When a 20-year-old has both schizophrenia and a cannabis use disorder, deciding between autonomy and keeping them safe is challenging. If a person refuses to cooperate, attacks clinicians verbally, and does not see the problem in their mental state, clinicians may think it is ethically necessary to act despite the person’s wishes.
Even more confusion is added because the legal rules on this topic are not always clear. As Pope and Vasquez (2016) point out, clinicians need to avoid thinking that every person with mental illness is a danger to others [9]. The level of risk should be determined for each patient using reliable tools and the doctor’s experience.
Also, FERPA and HIPAA put further blocks in the way of people or organizations from getting access to personal information. If there are genuine safety concerns, clinicians should be sure that their disclosures are kept as limited as possible (ACA Code, Section B.2.e). Losing trust due to major breaches of confidentiality could result in legal charges.
Clinicians can use the four principles from Beauchamp and Childress—autonomy, beneficence, non-maleficence, and justice—to guide them in difficult decisions. Yet, there are no easy solutions offered by any framework. Cases need to be analyzed considering the situation, culture, and, if needed, together with security personnel and lawyers.
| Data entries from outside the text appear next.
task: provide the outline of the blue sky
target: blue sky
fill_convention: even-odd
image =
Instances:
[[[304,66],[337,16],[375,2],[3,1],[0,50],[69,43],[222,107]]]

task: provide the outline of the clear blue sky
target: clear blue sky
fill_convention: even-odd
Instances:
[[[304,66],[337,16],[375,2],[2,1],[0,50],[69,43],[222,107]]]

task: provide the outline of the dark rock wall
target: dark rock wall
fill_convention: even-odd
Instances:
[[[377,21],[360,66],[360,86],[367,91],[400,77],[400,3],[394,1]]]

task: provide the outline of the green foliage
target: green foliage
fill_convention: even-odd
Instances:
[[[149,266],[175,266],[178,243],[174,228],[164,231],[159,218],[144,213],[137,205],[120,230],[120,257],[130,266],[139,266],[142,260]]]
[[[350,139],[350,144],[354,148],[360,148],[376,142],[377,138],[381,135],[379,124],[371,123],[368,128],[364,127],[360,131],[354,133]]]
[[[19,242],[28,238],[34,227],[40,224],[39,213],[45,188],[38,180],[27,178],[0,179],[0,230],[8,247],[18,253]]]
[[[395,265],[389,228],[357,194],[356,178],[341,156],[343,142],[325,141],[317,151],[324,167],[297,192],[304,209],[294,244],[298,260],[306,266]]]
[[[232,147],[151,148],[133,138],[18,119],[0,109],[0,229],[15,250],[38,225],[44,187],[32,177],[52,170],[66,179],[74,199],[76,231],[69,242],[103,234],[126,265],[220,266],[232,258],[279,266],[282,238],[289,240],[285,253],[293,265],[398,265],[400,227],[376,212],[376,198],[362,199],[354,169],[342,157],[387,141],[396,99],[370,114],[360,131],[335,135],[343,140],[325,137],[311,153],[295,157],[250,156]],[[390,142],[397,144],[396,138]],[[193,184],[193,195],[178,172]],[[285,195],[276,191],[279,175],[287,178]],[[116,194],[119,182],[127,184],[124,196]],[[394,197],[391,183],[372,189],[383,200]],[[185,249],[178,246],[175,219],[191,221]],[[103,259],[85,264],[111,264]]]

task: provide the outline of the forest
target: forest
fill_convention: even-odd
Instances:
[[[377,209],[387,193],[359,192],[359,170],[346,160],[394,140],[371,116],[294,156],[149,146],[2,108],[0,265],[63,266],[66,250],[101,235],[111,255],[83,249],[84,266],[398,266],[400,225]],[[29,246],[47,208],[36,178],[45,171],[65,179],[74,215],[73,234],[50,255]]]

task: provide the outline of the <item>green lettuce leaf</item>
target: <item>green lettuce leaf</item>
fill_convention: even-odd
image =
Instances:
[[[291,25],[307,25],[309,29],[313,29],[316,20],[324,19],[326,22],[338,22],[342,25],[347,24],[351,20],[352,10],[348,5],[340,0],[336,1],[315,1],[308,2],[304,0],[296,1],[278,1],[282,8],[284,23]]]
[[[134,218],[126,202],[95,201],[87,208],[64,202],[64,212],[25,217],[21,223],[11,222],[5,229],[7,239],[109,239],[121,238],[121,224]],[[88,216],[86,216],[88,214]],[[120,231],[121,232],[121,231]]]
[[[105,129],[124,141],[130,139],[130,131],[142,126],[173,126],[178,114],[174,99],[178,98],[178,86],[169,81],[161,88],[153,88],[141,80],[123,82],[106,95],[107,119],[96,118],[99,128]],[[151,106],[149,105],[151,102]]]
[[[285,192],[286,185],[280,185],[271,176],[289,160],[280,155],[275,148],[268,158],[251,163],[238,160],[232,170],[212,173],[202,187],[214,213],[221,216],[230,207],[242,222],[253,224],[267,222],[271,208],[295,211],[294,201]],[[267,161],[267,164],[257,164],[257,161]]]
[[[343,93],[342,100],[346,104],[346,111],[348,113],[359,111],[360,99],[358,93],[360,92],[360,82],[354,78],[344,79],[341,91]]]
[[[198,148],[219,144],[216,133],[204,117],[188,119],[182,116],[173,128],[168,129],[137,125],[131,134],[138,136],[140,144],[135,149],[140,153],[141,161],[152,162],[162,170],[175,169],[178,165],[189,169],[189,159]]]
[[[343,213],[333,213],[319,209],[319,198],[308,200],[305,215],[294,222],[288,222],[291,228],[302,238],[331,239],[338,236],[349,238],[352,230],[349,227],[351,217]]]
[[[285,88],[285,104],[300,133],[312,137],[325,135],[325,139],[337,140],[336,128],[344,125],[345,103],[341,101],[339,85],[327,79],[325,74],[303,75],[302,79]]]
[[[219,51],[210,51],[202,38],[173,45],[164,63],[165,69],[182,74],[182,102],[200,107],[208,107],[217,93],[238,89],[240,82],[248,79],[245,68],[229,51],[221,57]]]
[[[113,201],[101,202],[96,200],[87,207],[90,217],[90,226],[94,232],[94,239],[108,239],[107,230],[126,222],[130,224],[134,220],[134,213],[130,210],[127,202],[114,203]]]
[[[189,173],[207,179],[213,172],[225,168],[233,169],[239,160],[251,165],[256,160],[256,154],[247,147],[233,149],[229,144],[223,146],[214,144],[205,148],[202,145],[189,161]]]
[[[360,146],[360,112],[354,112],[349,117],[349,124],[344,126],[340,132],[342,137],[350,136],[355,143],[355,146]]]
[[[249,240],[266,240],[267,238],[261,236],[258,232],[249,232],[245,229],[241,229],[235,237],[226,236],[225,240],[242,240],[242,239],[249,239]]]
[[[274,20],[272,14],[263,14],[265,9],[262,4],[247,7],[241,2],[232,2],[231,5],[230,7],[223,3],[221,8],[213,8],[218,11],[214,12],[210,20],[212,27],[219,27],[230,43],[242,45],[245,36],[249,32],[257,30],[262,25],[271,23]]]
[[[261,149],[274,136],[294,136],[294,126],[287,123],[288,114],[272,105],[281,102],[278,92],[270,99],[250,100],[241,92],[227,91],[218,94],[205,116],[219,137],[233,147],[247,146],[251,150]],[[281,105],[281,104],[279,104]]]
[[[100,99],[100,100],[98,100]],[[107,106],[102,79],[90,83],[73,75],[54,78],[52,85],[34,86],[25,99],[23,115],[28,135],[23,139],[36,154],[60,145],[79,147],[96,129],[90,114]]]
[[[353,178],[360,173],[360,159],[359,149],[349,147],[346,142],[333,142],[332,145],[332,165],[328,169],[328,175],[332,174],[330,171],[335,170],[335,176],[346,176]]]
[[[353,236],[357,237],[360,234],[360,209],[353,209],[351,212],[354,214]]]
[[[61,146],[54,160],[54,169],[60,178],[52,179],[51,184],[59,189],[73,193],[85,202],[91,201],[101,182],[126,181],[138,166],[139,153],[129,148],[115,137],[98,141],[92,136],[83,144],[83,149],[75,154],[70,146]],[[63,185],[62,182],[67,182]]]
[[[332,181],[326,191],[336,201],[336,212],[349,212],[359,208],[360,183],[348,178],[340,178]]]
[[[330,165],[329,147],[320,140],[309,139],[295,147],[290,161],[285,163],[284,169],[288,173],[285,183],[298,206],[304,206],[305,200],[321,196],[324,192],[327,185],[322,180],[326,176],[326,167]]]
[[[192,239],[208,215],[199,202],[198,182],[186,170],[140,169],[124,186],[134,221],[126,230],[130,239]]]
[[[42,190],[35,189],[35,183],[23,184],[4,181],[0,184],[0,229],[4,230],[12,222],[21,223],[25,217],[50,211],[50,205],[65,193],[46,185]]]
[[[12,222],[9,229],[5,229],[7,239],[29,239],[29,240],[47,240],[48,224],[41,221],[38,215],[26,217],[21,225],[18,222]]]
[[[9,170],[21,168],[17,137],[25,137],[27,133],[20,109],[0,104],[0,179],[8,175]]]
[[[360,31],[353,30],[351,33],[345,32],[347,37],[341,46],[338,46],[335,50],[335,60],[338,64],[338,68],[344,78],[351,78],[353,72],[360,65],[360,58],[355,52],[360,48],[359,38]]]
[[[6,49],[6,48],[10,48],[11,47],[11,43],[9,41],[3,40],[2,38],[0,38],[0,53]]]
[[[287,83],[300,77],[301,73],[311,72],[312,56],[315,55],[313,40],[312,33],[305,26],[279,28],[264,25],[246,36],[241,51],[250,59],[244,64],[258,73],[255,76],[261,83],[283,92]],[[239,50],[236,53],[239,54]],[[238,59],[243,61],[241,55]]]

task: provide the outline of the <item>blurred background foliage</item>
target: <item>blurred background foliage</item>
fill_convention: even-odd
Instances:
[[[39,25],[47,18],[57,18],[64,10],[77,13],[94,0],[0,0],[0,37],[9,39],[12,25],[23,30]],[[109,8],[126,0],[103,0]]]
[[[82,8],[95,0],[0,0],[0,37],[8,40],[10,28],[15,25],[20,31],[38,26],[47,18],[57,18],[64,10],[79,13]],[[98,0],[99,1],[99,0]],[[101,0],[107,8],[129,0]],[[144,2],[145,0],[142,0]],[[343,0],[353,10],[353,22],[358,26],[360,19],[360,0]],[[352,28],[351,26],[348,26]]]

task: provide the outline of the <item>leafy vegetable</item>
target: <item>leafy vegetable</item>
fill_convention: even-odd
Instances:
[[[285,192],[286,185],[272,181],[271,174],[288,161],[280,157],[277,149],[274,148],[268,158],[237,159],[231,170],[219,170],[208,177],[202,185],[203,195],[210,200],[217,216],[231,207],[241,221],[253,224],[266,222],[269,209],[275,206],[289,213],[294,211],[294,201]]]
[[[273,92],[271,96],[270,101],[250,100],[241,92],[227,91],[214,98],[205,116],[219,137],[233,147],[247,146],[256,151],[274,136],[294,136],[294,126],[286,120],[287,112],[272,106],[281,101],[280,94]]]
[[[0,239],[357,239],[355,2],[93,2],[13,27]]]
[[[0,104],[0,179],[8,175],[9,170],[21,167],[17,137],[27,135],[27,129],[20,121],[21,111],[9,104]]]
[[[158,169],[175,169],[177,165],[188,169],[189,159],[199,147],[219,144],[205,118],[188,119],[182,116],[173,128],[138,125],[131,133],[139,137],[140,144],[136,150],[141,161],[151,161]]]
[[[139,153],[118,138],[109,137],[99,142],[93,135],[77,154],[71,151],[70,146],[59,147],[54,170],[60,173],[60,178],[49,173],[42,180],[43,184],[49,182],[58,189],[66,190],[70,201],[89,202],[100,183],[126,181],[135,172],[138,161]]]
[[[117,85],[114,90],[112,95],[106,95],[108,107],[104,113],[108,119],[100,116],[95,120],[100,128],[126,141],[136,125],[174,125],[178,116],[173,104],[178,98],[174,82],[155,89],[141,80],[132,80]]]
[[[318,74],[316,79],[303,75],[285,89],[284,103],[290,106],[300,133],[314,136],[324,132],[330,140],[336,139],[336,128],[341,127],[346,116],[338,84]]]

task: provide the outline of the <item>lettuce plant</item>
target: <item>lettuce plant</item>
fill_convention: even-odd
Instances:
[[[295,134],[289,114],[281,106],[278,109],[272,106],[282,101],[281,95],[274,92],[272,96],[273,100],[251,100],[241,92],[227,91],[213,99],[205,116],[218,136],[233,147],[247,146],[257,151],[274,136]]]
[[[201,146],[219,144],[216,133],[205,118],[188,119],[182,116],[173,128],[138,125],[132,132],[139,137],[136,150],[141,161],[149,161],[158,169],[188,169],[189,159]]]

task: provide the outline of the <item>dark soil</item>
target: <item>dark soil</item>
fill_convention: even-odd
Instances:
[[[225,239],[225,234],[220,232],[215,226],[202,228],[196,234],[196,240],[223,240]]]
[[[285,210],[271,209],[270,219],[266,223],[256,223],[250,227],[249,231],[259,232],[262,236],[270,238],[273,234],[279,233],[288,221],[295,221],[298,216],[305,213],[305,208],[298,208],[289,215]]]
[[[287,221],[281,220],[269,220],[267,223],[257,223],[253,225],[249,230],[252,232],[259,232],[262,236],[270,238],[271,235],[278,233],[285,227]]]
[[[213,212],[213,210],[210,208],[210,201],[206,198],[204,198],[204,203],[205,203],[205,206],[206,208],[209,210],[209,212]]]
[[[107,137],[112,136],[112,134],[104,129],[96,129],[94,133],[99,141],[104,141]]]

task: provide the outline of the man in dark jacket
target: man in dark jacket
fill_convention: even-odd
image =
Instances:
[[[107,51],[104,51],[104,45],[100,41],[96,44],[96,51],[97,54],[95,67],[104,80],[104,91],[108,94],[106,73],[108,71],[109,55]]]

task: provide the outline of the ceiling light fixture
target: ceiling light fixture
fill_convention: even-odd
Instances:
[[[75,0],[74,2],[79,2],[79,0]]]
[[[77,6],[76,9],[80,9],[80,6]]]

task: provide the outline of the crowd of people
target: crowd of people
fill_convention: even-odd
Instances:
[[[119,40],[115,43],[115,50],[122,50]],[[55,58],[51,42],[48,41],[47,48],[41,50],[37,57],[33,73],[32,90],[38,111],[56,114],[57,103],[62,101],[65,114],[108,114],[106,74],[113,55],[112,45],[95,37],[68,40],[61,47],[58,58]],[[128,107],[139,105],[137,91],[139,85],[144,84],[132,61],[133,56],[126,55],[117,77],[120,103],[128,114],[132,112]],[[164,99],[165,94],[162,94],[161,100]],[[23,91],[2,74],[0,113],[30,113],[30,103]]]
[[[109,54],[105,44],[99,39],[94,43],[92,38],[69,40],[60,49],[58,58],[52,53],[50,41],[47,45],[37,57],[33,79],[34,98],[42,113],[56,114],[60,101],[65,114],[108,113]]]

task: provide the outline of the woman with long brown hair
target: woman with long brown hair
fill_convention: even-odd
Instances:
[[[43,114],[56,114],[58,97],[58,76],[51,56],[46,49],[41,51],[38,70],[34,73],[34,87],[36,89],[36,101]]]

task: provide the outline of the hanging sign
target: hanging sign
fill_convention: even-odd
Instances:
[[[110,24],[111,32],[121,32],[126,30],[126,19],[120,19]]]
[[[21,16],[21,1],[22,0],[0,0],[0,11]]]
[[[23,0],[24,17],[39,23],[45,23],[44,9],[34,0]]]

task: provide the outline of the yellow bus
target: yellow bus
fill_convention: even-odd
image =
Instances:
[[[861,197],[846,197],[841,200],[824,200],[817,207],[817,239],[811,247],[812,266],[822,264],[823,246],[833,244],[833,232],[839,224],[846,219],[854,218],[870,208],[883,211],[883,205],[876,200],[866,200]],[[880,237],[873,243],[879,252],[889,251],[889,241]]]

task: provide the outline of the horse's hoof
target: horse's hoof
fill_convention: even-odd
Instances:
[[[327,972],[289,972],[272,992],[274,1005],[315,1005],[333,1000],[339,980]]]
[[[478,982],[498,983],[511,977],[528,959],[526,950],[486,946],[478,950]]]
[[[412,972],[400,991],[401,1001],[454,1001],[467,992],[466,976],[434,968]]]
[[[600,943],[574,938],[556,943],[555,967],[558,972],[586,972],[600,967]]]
This ethical dilemma is not solved by picking one principle, but rather by finding a middle ground between them. Medical professionals should try the least limiting options, ensure they discuss and get consent before acting, and decide quickly if the situation demands it.
11. Conclusions
This work explores the intricate issues of confidentiality, risk assessment, and informed consent within the context of care for young adults with these two co-occurring conditions. An analysis of ethical codes, statutory mandates, and relevant cases makes it clear that privacy and autonomy guiding principles are progressively influenceable.
Studies of relapse and risk demonstrate how patients with co-occurring cannabis use and schizophrenia are at increased risk for repeating harmful behaviors, yet they are not necessarily dangerously unsafe. The Appelbaum test and other risk assessment techniques allow professionals to make informed and respectful judgments about a client’s capacity to make decisions.
Giving informed consent involves ongoing consideration of clients’ best interests as well as legal standards (e.g., Bolam and reasonable patient tests) and the dynamic nature of their clinical needs. Addressing the tension between a patient’s autonomy and community safety involves procedural care.
Therapists must critically assess the foreseeability of harm, legal standards, and institutional policies while prioritizing the least intrusive interventions and the rights of their clients. Utilizing tools like the Applebaum test, applying FERPA and HIPAA appropriately, and understanding involuntary commitment laws are essential in navigating such challenging clinical and ethical dilemmas.